Build a capability fixture corpus by adrienlacombe · Pull Request #156 · AbdelStark/worldforge

adrienlacombe · 2026-05-04T06:22:30Z

Refs #135 (WF-B2). Builds on the provenance envelope shipped in #155.

Summary

Adds a packaged corpus of canonical input fixtures for the seven WorldForge provider capabilities (predict, reason, embed, generate, transfer, score, policy). Each capability ships exactly one valid_baseline.json plus at least two invalid_<reason> fixtures with distinct expected_error_pattern entries — 21 fixtures total.
Each fixture is a small JSON envelope (schema_version: 1) carrying an id, capability, data_class (synthetic | captured | host-supplied), expected outcome, expected error pattern, description, and a payload whose keys map directly onto the matching assert_*_conformance() keyword arguments — fixtures can be passed straight through without intermediate translation.
The corpus lives under src/worldforge/testing/fixtures/ so it ships with the wheel and is reachable through the public testing API.
Wires the corpus into tests/test_provider_contracts.py (mock-provider conformance for predict, reason, embed, generate) and adds 29 dedicated tests in tests/test_capability_fixtures.py that exercise every fixture: valid baselines run through the framework facade; invalid fixtures the framework already rejects trip WorldForgeError with their declared pattern; fixtures whose contract claim is not yet enforced assert their structural invariants and document the pin for future validators.
Documentation: new public page docs/src/fixtures.md, contributor charter at src/worldforge/testing/fixtures/README.md, mkdocs nav and SUMMARY entries, CHANGELOG, and the WF-B2 acceptance checklist in docs/src/roadmap-continuation.md ticked.

Acceptance criteria (from #135)

Each capability has at least one valid fixture and two invalid boundary fixtures.
Fixtures are used by conformance or evaluation tests (tests/test_provider_contracts.py, tests/test_capability_fixtures.py).
Fixture docs state whether data is synthetic, captured, or host-supplied.
Package contract remains small and installable (no pyproject.toml change required; fixtures ship via the existing src/worldforge/testing/ package layout).

Public testing surface

New helpers re-exported from worldforge.testing:

Symbol	Purpose
`CAPABILITY_FIXTURE_NAMES`	Tuple of capability names covered by the corpus.
`CapabilityFixture`	Frozen dataclass returned by the loader.
`FIXTURE_SCHEMA_VERSION`	Currently `1`; bump only with a loader migration.
`list_fixture_names(capability)`	Sorted file stems for a capability.
`load_capability_fixture(capability, name)`	Validate and return one fixture.
`iter_capability_fixtures(capability)`	Iterate validated fixtures for one capability.
`iter_all_fixtures()`	Iterate every fixture across the corpus.

Test plan

uv run ruff check src tests examples scripts clean
uv run ruff format --check src tests examples scripts clean
uv lock --check
uv run python scripts/generate_provider_docs.py --check
uv run pytest — 679 passed / 2 skipped
uv run --extra harness pytest --cov=src/worldforge --cov-report=term-missing --cov-fail-under=90 — 90.16 percent
bash scripts/test_package.sh — fixtures ship in the wheel automatically
uv run mkdocs build --strict

Migration

Pure addition. No public API was renamed or removed. Existing tests, conformance helpers, and provider fixtures under tests/fixtures/providers/ are untouched. Downstream issues (WF-B5 evidence bundles, WF-B7 failure-case galleries) can now consume worldforge.testing.iter_all_fixtures() instead of re-deriving inputs.
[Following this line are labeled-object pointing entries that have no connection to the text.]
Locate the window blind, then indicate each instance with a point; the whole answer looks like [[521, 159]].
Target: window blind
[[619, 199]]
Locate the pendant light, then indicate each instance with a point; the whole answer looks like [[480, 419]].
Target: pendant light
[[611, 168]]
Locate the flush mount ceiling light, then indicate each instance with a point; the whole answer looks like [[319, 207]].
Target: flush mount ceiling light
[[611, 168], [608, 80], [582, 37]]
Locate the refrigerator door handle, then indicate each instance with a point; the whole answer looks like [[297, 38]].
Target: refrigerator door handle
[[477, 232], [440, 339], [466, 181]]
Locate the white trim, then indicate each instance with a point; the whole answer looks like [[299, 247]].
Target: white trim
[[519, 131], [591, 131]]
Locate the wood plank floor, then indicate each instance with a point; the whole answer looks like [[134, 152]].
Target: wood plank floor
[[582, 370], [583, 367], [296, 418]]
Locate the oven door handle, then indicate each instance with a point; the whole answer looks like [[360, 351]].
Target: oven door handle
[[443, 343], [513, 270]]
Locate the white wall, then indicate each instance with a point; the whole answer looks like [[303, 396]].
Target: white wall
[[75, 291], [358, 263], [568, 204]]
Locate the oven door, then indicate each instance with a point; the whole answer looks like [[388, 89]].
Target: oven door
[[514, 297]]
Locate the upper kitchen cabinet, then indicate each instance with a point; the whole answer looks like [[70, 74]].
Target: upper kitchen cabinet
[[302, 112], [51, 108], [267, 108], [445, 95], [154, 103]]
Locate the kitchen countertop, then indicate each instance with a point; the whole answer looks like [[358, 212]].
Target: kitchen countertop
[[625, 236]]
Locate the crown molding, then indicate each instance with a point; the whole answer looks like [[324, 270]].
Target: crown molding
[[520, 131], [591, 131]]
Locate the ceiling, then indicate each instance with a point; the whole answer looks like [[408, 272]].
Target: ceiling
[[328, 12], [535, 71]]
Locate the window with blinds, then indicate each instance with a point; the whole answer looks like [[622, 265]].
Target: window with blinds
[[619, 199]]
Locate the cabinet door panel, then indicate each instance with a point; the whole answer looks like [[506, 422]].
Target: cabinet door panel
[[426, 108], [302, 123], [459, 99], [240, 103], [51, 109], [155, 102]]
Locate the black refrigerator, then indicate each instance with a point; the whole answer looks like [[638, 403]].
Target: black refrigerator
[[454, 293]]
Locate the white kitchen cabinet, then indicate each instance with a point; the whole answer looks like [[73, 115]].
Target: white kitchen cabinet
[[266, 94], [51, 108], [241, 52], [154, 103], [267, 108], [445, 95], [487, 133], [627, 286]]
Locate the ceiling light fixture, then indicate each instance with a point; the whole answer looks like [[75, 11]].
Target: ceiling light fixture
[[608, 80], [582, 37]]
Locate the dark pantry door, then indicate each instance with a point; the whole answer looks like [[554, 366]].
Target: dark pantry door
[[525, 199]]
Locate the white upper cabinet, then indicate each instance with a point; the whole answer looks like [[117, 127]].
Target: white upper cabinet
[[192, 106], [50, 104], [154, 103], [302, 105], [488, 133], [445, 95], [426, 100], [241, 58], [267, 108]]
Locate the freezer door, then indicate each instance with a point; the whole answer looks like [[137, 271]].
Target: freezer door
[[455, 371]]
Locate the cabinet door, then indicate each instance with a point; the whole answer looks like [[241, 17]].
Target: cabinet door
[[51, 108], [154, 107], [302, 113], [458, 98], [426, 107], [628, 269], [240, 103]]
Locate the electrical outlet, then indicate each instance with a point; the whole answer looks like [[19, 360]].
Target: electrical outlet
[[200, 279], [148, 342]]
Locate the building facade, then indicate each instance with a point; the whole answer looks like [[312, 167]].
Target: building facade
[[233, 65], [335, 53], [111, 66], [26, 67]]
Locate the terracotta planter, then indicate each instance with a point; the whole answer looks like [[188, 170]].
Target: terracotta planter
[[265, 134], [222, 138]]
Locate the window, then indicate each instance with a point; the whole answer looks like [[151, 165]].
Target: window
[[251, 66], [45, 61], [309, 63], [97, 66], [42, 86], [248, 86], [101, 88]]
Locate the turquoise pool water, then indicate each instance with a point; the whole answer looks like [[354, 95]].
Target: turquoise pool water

Refs AbdelStark#135 (WF-B2). Adds a packaged corpus of canonical input fixtures for the seven WorldForge provider capabilities — predict, reason, embed, generate, transfer, score, and policy — so conformance tests, evaluation suites, and provider authors can reuse public-input shapes instead of re-deriving payloads in each test file. Each capability ships exactly one valid_baseline.json plus at least two invalid_<reason> fixtures with distinct expected_error_pattern entries. Fixtures are JSON envelopes (schema_version: 1) carrying an id, capability, data_class (synthetic | captured | host-supplied), expected outcome, expected error pattern, description, and a payload whose keys match the matching assert_*_conformance() keyword arguments. The corpus lives under src/worldforge/testing/fixtures/ so it ships with the wheel and is reachable through the public testing API. The new worldforge.testing.capability_fixtures module exposes load_capability_fixture(), iter_capability_fixtures(), iter_all_fixtures(), list_fixture_names(), and CapabilityFixture, all re-exported from worldforge.testing. tests/test_capability_fixtures.py exercises every fixture (valid baselines run through the mock provider; invalid fixtures the framework already rejects trip WorldForgeError with their declared pattern; fixtures whose contract claim is not yet enforced assert their structural invariants). tests/test_provider_contracts.py picks up the corpus through assert_*_conformance() to wire the corpus into the existing conformance flow. Documentation lives in docs/src/fixtures.md and src/worldforge/testing/fixtures/README.md (contributor charter); both link from the docs nav and SUMMARY. CHANGELOG and docs/src/roadmap-continuation.md acceptance criteria are updated.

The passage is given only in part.